Wednesday, February 06, 2008

Lent:: A Thousand Elsewhere

i don't understand why he would choose to live on the street rather than at the center but for some reason that is a battle for him. - Sarah
My cousin Sarah who works at an orphanage in Mozambique wrote this on her blog about 2 weeks ago regarding a young man named Selso who ran away from the orphanage to return to the streets. The streets of a third world country are not a friendly place for a young person. Still Selso chose that life over the orphanage.

I get Selso. I know from experience that David is correct when he writes, "Better is one day in the tents of the Lord, than a thousand elsewhere." Yet I live in the tension between the two. My greatest peace and my greatest success comes when I am in the Lord's tents. Still I find myself drawn to the back alleys and slums of running from God.

Though the tent of the Lord has my every need: the brothel whores of lust, pride, and greed are able to detour me with lies of familiar comforts. I find myself faced with the same haunting questions I had for the men of Swaziland. In my arrogance I asked, "why do the keep having sex with the risk of infection and death so high?" Yet in my humility I can ask, "why do I keep repeating the same sin patterns when I know the infection of anger, and the death of joy they cause in my spirit?"

Familiar is an addictive drug. The street may be filled with pain and hunger, but it is a pain and hunger that Selso knows. The familiar haunts of my spirit are no different. The result of my lust, pride, and greed is isolated pain and lonely hunger.

This brings me to this Lenten season. I am following the Creighton University prayer guide this year. The opening reading contained the following 3 verses from Paul's second letter to the Corinthians.

2 Corinthians 5:20-6:2 We are therefore Christ's ambassadors, as though God were making his appeal through us. We implore you on Christ's behalf: Be reconciled to God. God made him who had no sin to be sin for us, so that in him we might become the righteousness of God. As God's fellow workers we urge you not to receive God's grace in vain. For he says,
"In the time of my favor I heard you,
and in the day of salvation I helped you."
I tell you, now is the time of God's favor, now is the day of salvation.


God made Christ sin! It is a statement whose depth is lost on us. It's depth is even more profound when linked with the sentence before it. As God made Christ our reconciliation, he has made us reconciliation as well. God has formed me to be reconciliation.
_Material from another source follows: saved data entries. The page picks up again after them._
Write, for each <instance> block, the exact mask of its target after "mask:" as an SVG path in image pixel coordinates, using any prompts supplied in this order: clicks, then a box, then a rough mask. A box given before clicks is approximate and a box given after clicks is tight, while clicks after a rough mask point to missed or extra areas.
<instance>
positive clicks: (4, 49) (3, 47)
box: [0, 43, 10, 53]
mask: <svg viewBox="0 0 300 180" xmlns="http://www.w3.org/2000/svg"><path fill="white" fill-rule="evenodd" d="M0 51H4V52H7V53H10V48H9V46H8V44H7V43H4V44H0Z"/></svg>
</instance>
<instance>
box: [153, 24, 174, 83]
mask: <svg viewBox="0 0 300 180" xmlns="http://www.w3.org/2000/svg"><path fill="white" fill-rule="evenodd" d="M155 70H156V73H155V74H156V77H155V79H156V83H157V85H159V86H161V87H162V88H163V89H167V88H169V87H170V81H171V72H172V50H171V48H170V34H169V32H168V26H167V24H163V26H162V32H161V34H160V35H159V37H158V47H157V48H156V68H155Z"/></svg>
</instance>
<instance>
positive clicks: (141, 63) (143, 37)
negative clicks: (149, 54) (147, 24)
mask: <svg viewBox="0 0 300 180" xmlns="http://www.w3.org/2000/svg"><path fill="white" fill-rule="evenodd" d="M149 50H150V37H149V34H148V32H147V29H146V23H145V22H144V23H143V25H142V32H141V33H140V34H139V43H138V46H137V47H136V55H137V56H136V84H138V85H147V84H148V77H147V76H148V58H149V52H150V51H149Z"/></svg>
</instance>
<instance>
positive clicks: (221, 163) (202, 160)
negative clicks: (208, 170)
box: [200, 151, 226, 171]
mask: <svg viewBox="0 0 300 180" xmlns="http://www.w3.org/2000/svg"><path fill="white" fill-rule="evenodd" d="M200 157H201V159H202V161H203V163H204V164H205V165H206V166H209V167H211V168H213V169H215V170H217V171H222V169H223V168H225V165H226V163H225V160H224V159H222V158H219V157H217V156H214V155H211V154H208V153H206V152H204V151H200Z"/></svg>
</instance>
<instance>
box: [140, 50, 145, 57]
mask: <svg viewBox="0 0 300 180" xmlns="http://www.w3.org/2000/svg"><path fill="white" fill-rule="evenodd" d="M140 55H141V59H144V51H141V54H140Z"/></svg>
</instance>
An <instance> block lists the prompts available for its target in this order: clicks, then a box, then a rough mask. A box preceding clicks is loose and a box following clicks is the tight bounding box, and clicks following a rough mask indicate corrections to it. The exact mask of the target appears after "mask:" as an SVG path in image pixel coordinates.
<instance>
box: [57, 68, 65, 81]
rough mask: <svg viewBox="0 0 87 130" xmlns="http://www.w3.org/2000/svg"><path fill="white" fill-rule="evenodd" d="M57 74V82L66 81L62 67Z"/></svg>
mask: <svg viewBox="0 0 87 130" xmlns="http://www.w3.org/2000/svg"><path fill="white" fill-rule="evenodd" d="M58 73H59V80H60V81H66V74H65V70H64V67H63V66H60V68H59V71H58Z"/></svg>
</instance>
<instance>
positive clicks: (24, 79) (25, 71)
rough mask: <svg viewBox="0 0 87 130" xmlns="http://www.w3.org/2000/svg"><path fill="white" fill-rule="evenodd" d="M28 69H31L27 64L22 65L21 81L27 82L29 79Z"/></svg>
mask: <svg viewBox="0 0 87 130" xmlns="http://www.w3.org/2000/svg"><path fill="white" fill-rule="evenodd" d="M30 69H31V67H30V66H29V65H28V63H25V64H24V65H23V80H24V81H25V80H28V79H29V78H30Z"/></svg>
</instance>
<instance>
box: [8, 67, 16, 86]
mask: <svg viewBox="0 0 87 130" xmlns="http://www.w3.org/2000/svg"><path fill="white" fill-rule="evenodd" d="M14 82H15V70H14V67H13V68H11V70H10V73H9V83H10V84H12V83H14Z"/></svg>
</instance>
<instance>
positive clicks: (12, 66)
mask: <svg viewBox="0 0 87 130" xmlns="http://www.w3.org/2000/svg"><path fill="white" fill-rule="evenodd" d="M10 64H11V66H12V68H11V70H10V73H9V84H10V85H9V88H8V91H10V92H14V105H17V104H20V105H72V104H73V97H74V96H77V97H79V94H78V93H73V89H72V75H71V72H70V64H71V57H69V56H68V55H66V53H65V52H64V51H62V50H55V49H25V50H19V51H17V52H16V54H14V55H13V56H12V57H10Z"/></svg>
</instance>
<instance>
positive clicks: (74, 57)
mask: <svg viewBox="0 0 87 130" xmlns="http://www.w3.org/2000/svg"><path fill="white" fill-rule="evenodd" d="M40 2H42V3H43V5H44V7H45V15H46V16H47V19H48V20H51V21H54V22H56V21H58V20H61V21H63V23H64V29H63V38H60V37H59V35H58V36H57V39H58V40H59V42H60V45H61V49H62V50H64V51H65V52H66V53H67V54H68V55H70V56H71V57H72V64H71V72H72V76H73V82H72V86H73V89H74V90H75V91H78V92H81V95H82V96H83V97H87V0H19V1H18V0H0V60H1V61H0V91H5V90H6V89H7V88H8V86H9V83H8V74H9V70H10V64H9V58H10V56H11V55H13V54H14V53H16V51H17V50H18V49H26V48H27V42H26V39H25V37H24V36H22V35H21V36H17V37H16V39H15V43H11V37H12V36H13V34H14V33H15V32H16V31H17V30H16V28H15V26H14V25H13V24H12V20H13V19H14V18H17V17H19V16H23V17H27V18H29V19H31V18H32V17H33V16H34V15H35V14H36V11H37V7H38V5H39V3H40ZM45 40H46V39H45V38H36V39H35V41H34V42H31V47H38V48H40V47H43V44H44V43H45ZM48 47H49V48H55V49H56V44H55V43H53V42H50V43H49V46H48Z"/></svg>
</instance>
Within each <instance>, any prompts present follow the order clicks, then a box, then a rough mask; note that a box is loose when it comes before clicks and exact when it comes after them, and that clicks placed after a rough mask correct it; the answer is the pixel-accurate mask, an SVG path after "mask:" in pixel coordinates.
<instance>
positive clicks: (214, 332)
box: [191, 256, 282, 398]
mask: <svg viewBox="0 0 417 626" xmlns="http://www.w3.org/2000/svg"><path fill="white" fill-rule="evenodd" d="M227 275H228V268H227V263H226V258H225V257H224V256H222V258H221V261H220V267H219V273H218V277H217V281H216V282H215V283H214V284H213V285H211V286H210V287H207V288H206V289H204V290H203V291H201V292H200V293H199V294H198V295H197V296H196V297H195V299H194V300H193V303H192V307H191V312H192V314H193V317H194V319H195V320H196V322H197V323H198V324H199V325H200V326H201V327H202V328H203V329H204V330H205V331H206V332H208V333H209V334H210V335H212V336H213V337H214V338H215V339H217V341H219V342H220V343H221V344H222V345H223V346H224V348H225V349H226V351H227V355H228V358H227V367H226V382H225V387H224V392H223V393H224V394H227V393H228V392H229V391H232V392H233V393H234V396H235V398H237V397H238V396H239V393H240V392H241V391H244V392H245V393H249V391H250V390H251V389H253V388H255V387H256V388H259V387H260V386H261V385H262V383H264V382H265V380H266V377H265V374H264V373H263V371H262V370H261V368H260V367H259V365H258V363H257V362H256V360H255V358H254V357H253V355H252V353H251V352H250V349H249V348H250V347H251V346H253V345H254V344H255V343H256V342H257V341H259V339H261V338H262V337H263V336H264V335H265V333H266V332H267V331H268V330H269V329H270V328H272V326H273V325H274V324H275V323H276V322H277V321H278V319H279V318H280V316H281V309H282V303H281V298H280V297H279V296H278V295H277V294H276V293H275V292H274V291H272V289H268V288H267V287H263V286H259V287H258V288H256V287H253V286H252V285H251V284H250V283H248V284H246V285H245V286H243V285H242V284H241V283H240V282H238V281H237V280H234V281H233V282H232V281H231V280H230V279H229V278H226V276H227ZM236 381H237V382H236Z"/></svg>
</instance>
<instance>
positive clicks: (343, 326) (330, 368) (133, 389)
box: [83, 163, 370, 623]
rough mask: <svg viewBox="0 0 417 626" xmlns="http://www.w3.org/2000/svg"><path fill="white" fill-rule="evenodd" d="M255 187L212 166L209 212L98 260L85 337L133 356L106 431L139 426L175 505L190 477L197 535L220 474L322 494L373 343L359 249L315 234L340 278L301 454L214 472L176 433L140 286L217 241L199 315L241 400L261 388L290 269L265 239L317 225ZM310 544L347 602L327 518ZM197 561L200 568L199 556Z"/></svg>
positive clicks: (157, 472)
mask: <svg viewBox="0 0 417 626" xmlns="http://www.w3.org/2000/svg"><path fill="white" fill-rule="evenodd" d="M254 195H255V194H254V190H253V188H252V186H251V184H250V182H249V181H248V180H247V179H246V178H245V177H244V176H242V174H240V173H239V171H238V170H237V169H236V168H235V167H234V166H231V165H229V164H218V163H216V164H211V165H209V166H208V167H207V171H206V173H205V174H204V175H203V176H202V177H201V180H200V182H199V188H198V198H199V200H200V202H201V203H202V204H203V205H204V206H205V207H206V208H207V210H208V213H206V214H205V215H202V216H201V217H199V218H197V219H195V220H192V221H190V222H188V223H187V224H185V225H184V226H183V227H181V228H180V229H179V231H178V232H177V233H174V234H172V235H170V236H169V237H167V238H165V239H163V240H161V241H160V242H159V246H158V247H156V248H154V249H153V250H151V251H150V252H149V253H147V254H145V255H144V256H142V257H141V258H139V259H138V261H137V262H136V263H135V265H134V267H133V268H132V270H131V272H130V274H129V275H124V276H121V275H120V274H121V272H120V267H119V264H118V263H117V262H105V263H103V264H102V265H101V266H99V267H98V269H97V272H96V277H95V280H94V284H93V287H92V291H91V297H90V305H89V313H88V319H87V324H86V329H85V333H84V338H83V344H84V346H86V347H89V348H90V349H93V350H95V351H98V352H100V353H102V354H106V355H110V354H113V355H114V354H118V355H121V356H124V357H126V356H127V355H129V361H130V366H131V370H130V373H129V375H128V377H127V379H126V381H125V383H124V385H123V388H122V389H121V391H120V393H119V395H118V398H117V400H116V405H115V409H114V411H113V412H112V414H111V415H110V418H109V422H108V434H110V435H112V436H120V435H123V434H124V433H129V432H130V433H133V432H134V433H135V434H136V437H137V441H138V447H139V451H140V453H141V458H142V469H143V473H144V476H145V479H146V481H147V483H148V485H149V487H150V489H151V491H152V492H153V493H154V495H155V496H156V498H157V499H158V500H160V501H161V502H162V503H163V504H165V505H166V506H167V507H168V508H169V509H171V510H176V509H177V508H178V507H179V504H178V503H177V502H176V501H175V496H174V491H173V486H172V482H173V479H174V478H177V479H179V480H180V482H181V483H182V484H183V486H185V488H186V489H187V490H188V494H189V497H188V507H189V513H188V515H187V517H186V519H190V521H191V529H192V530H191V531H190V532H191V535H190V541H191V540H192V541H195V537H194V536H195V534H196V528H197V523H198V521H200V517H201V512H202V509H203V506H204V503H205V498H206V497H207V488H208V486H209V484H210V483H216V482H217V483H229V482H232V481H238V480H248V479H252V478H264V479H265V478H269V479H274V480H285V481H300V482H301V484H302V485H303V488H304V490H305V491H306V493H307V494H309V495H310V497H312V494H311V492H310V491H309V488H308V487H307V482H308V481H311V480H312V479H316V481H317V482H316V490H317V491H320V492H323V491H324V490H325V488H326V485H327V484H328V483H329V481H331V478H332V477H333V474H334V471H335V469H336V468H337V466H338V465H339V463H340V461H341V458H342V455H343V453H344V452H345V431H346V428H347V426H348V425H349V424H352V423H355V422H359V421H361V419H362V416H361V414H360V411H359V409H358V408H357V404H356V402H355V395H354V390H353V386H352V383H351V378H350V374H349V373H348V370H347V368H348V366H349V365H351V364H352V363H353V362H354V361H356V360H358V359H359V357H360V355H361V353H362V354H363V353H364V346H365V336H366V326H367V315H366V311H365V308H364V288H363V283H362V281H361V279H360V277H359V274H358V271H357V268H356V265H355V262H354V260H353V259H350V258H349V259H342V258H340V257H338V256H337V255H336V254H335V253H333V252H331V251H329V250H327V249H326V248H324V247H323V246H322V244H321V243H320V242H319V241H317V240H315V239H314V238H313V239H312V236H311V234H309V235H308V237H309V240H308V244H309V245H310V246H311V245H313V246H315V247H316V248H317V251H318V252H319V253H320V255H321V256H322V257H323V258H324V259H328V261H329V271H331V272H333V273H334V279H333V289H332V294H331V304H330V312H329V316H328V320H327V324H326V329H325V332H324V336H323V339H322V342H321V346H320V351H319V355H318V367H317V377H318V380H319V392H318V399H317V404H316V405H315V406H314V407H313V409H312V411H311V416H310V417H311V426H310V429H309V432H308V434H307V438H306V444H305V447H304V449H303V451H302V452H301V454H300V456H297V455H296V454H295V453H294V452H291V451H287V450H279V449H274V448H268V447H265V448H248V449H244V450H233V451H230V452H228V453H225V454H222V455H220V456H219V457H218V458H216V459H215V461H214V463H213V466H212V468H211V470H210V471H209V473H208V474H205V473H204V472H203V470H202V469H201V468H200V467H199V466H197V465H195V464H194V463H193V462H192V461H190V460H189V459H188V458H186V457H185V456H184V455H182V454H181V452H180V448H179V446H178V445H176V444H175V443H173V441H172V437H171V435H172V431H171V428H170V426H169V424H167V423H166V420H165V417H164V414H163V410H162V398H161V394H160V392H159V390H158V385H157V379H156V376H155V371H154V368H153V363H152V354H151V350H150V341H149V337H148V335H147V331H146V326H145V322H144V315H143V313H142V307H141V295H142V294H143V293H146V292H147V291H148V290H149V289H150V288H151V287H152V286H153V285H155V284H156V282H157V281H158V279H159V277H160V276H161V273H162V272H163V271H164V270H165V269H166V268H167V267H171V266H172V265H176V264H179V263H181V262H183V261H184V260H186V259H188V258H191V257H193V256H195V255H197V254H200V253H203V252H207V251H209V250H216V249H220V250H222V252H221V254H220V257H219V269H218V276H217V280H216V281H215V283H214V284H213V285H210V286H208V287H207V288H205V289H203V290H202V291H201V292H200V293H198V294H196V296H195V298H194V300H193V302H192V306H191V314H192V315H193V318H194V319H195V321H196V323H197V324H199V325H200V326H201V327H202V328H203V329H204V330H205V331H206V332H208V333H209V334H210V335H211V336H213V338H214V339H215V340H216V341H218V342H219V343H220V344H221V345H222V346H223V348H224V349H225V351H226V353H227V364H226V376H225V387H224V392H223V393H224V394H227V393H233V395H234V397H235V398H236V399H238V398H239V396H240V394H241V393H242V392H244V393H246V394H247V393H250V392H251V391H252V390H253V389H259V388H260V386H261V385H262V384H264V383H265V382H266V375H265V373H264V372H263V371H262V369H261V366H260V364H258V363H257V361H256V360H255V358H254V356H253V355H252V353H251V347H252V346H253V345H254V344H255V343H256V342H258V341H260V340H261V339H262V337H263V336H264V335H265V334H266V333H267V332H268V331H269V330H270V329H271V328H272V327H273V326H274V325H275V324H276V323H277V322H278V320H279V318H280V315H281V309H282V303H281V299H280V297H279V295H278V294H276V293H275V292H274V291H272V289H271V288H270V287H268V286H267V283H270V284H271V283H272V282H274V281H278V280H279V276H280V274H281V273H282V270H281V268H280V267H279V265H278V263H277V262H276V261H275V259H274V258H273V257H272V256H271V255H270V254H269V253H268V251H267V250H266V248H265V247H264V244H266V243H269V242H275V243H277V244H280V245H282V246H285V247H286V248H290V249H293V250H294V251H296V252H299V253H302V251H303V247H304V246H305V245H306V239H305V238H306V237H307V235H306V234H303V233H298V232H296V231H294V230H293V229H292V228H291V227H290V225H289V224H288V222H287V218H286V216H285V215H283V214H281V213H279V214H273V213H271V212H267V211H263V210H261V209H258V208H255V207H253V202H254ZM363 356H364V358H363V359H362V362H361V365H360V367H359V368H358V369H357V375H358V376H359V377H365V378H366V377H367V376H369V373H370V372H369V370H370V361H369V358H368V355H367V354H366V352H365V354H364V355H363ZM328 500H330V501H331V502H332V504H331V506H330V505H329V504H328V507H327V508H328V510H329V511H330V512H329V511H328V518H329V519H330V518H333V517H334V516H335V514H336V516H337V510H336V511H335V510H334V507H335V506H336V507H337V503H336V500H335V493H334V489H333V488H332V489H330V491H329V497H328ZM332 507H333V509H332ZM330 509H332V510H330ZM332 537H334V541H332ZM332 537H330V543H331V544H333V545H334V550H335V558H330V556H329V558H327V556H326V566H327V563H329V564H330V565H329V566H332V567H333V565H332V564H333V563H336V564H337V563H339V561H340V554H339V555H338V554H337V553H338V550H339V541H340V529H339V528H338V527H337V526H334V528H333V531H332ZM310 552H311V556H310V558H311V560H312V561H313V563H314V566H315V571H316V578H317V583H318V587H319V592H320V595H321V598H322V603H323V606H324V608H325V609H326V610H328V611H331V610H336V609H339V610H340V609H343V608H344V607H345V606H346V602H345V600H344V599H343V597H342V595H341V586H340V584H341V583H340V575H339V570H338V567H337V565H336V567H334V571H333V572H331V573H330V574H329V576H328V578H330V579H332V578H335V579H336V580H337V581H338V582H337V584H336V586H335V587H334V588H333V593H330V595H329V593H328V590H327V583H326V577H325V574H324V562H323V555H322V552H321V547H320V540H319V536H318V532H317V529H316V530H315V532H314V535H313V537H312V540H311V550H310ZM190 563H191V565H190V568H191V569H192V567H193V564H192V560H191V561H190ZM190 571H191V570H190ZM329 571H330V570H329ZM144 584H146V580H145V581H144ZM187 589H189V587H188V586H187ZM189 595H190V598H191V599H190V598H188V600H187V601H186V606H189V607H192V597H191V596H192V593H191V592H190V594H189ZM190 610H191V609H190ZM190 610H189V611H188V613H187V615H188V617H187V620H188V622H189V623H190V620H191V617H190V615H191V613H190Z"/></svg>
I intend these next 40 days to focus on reconciliation. I desire to first have my heart reconciled to the righteousness of God. I will fast and pray so that in my physical discomfort I learn to hunger for the tent of God. I will first focus on a pure and contrite heart. Second I will pray for the insight to be reconciliation to those in my circle of influence. I will humble myself, and not seek my agenda, but instead enter into their journey and bring the righteousness of God. I want to be an ATM of blessings. Third, I will pray to answer the calling of Isaiah. "Here am I Lord send me." I will pray for a future and a place where I can live out reconciliation to the refugee, to the racial minority, to the migrant worker, to the elderly, to the displaced, to the widow, to the orphan.

This lent I will pray that I stop leaving the center. I will pray into reality the words of Paul, "Who will rescue me from this body of death? Thanks be to God—through Jesus Christ our Lord!" I will mourn, fast, pray, and act for the purpose of reconciliation.